Склонялись зеленые, непроходимые стены деревьев, и лианы спускались с них и шелестели побегами над головами людей, словно хотели поймать.

…Потом она повела его в сторону от водопада, в самые дебри лианника.

– Здесь, кажется. Остановка. Снимай рюкзак. И винтовку. Пошли.

Отошла шага на три и остановилась под маньчжурским орехом над густыми зелеными зарослями.

– Ничего не видишь?

– Нет.

– Тогда зажмурь на минуту глаза. И думай про что-нибудь хорошее. Сюда нельзя приходить со злом в сердце.

– Буду думать о тебе.

Он стоял и правда вспоминал ночную избушку, шум деревьев и ее губы.

– Смотри, – тихо сказала она.

Папоротник и другие растения были отогнуты в сторону.

– Он?

– Не дыши. Он такой деликатный, что может умереть и от этого.

– Почему?

Потому что всю силу он хранит в корне. Для других только. Вот когда ты перестанешь меня любить – приди сюда, отыщи место и соверши единст венное преступление. Укради его. Он будет тогда большим, мудрым, старым. И все вернется: река, и сентябрь, и чозении.

– Я не буду его красть. Я никогда не перестану тебя любить.

– Не надо так, – встревоженно сказала она. – Не заставляй меня жалеть о многих поступках. – Тебе не о чем жалеть. Они сидели возле растения. Плечо к плечу.

– Подожди, я прикрою его от солнца. Прямые лучи тоже убивают его. Хрупкий. Как сама любовь.

Сплела над ним травы.

– И давай отойдем. Теперь ты все равно видишь его? И в траве?

– Теперь вижу.

– Отойдем. Может, ему и взгляды вредят.

Женьшень стоял в нескольких шагах от них. Древний, нежный, добрый. И они опустились на траву и смотрели, смотрели на него.

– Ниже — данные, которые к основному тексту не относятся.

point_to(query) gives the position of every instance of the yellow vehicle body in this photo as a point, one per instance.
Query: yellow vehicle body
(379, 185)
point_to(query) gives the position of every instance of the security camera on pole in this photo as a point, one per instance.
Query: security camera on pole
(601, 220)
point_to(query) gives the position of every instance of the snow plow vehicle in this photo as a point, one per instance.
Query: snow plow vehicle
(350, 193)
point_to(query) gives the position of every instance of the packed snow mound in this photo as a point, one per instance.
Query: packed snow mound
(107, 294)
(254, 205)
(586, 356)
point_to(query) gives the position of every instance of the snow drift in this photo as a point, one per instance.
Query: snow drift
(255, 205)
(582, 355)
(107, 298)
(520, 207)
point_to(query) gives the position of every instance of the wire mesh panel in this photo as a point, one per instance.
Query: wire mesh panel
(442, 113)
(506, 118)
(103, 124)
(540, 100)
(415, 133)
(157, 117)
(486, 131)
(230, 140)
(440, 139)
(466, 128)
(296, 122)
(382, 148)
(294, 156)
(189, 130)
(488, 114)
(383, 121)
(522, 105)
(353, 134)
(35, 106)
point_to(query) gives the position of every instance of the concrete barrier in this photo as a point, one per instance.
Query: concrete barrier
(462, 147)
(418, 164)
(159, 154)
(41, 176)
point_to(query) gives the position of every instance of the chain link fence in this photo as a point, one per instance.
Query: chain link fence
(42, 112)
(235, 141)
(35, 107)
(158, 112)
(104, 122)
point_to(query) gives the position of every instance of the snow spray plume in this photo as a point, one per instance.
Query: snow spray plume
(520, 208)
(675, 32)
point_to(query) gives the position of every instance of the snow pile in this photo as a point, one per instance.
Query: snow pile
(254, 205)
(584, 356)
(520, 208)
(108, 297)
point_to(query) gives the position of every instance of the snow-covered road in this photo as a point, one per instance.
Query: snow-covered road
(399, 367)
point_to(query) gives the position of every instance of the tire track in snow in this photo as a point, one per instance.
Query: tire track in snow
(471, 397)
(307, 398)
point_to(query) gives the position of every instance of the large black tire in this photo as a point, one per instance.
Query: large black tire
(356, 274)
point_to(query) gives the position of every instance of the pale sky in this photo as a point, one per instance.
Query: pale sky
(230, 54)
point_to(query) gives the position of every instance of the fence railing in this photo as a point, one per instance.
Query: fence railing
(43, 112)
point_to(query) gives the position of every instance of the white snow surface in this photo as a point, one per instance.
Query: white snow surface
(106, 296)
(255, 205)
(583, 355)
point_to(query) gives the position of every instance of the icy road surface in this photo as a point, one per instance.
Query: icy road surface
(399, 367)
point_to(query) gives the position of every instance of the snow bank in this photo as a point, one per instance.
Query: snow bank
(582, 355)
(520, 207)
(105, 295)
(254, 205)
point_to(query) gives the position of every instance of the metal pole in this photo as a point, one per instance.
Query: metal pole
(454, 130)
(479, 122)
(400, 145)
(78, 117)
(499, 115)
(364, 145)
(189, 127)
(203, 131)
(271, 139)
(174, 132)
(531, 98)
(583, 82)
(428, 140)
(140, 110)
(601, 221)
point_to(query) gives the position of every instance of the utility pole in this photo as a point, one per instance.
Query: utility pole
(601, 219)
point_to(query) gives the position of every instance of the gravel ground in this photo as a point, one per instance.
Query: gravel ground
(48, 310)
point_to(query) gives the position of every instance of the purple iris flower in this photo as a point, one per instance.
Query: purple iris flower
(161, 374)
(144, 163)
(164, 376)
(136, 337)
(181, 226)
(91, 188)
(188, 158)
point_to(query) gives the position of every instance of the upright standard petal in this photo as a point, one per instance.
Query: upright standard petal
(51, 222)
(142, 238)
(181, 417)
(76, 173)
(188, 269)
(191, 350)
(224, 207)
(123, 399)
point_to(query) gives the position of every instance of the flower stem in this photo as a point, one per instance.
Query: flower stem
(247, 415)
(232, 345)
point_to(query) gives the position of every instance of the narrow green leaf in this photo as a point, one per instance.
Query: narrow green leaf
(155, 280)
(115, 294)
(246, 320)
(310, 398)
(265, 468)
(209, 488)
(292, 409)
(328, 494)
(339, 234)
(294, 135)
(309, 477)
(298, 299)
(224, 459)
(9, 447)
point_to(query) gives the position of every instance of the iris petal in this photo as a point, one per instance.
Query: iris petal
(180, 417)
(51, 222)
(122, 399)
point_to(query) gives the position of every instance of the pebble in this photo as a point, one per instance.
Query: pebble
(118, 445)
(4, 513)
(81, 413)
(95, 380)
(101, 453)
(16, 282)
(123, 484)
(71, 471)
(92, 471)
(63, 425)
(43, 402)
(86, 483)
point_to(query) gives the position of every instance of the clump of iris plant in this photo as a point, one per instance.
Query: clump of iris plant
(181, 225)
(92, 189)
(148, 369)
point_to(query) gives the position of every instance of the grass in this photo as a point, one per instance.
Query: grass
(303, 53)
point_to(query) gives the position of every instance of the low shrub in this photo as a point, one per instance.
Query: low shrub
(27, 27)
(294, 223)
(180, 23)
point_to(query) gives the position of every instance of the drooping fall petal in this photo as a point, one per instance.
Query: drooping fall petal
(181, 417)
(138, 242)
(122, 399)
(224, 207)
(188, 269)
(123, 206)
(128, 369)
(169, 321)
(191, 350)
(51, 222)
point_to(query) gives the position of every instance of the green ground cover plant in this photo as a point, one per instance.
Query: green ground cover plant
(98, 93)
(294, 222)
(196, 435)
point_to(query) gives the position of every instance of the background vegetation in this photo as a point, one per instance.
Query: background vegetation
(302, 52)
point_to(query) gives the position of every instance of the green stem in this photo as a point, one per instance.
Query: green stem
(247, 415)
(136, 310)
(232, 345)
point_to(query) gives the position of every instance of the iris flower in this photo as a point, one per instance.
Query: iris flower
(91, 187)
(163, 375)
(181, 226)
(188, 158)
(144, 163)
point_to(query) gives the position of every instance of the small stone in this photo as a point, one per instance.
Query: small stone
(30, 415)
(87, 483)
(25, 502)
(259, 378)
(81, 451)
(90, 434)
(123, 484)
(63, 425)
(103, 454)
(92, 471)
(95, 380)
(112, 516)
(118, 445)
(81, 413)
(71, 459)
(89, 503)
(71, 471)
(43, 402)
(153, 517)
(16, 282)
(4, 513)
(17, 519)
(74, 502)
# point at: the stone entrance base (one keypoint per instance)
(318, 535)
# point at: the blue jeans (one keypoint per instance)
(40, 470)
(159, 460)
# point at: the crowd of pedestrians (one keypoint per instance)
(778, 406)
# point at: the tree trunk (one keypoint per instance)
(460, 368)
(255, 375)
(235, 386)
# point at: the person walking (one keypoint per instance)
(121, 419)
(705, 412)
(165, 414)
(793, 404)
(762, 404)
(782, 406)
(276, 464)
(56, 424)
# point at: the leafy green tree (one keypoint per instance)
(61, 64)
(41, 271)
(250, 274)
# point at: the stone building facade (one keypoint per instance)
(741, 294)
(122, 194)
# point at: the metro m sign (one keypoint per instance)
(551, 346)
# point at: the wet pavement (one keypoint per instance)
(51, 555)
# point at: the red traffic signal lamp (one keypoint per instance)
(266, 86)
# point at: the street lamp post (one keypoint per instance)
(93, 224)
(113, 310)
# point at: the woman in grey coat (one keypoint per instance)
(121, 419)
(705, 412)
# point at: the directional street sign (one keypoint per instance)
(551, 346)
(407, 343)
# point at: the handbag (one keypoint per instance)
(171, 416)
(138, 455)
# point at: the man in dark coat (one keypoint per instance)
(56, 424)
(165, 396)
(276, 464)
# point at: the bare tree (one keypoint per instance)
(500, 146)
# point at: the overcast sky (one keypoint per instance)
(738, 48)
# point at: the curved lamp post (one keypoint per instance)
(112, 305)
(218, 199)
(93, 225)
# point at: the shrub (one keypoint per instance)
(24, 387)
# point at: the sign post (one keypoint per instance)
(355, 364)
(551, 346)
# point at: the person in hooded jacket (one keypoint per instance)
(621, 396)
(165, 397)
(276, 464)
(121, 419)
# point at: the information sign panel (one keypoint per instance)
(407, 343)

Пусть растет, – сказала она, положив голову ему на плечо. – Удивительно… Никогда не было так покойно. И так хорошо не было. Даже страшно, что никогда больше не будет. А вдруг никогда?

– Ты что? – он рывком притянул ее к себе. – Ты что, хочешь, чтобы я подох?

Пестрой сенью бежали по ним солнце и тень. Вились, переплетались вокруг джунгли. Их дуновение было как дыхание женщины у его губ.

– Бессмертие есть? – спросила она.

– Есть. Потому что я люблю тебя.

– Самое странное, что я тебя тоже люблю. Вчера еще и не думала. Так просто, приятно было сидеть с тобой. А потом ты поцеловал меня. И словно пробудил. Уже после я поняла твою беззащитность, дикий ты мой, невозможный. – Гладила его по голове. – Знала, что ничего хорошего из этого не получится. И не могла удержаться. Бредила этими твоими волосами, глазами, губами, руками… Глупый, сумасшедший браконьер. Хочу, чтоб ты вечно думал обо мне, чтоб это никогда не прошло.

– Никогда не пройдет.

– Если бы так…

В этих темно-синих глазах жила такая глубокая боль и такая любовь, что Будрис весь содрогнулся от жалости, умиления, желания защитить.

– Ты, маленькая, ты… Что это ты выдумываешь?

– Я просто знаю. Я не перенесу этого.

– И не надо будет тебе это переносить, – он по целовал ее глаза.

– Так я и сделаю… Бог ты мой, глупый, милый.

Сидел сегодня под этим водопадом, как Адам после грехопадения. Грешный, глуповатый, сам еще не осознал, что произошло… Самый дорогой.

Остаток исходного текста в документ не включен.